At this point, it would, I know, be helpful to describe the NSA in some detail — say, for example, the number of people it employs or the size of its budget. Sorry, such data are classified. Estimates of the NSA budget range from $10 billion a year to $20 billion. I have no idea whatever whether those numbers are worrisome. What is important to understand is that it is the natural disposition of entities that have fantastic capabilities to use and even seek to extend such capabilities. Note, as well, that it is exceedingly difficult, if not borderline impossible, for Congress (or the White House, for that matter) to exercise its oversight responsibility.
Now: None of all this would have become grist for public discussion were it not for Edward J. Snowden. Snowden, now charged with espionage, has obviously transformed the international conversation on spying, surveillance, privacy and so forth. In his own view, “The debate they wanted to avoid is now taking place in countries around the world. And instead of causing damage, the use of this new public knowledge is causing society to push for political reforms, oversight and new laws.”

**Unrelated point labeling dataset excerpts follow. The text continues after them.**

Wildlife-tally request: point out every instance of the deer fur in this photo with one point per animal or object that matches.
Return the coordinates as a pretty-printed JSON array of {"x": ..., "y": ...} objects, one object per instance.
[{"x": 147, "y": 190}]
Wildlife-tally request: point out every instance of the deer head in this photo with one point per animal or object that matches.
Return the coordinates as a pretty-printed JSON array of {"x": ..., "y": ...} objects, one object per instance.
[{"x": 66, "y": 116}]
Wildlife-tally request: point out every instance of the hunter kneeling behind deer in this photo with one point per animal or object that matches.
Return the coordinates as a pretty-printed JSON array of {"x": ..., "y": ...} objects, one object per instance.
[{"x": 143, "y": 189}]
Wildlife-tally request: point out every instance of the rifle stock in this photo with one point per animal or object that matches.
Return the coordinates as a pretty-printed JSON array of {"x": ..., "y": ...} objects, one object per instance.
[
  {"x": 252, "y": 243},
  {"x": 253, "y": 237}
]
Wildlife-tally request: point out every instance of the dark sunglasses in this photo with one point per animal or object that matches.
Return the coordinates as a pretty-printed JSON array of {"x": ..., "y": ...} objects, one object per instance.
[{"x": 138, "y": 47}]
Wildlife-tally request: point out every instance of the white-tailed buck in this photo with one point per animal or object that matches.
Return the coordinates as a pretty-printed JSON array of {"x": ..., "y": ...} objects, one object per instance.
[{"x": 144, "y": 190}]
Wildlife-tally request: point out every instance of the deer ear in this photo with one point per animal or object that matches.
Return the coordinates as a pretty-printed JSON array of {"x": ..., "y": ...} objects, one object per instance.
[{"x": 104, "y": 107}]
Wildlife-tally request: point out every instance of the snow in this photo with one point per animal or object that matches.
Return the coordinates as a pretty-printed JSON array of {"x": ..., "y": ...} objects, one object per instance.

Snowden seems to me entirely correct. Whatever his mix of motives, he has performed an invaluable public service, laying bare massive government activities of which we knew next to nothing before his documents were released. It is because he did that we are now having a truly robust debate on how to balance security and privacy.
Contrast Snowden’s contribution with the extraordinary statement of our Director of National Intelligence, James Clapper, who told Congress in March that the NSA did not intentionally collect “any type of data at all” on millions of Americans. That turned out not to be true. Or, to put it more bluntly, to be a lie, as Clapper himself later admitted when he described his response as the “least untruthful answer” he could give. But: Among other things, lying in testimony before Congress is a felony. One is bound to ask, a la Socrates: Qui custodiet ipsos custodes? Who is guarding the guardians?
That is not a mere rhetorical question. It is at the heart of the Snowden affair. Snowden has in effect announced that he will guard the guardians. In doing that, he has apparently broken the law — although the charge of espionage seems off-base. If indeed he has broken the law, let him be indicted and tried. If convicted, let him then immediately be paroled, for he has performed a great public service. And then let him be, as he should be, honored and otherwise thanked. Just as Clapper, a confessed liar and, evidently, a felon, should be banished from government.
We citizens are entitled to know what is being done in our name and, allegedly, on our behalf — if not the details, then at least the parameters. Thanks to Snowden, we know much more than we knew before he released the information he — well, stole seems like the right word. As Daniel Ellsberg did in 1969 when he offered the nation what came to be known as the Pentagon Papers. And Ellsberg was, indeed, indicted for espionage. In that instance, however, the case was thrown out when the government blatantly misbehaved, relying on illegal wiretaps of Ellsberg’s phone. (Ellsberg recently wrote in The Guardian in praise of Snowden that he believes that the United States has “fallen into an abyss,” but thanks to Snowden, he now sees “the unexpected possibility of a way up and out of the abyss.”)
All this is very distant from the concerns of most Americans. It is not the Affordable Care Act and its oh so awkward roll-out; it is not the so far stalled immigration reform; it is not the imminent debt ceiling debate. It is complicated, rendered all the more so by the intentional misdirection that is the standard to which the NSA folks and their supporters adhere.
Let us hope that Ellsberg is right when he says there is a way out. And let us acknowledge that it is Edward Snowden who has shown and is showing us that way.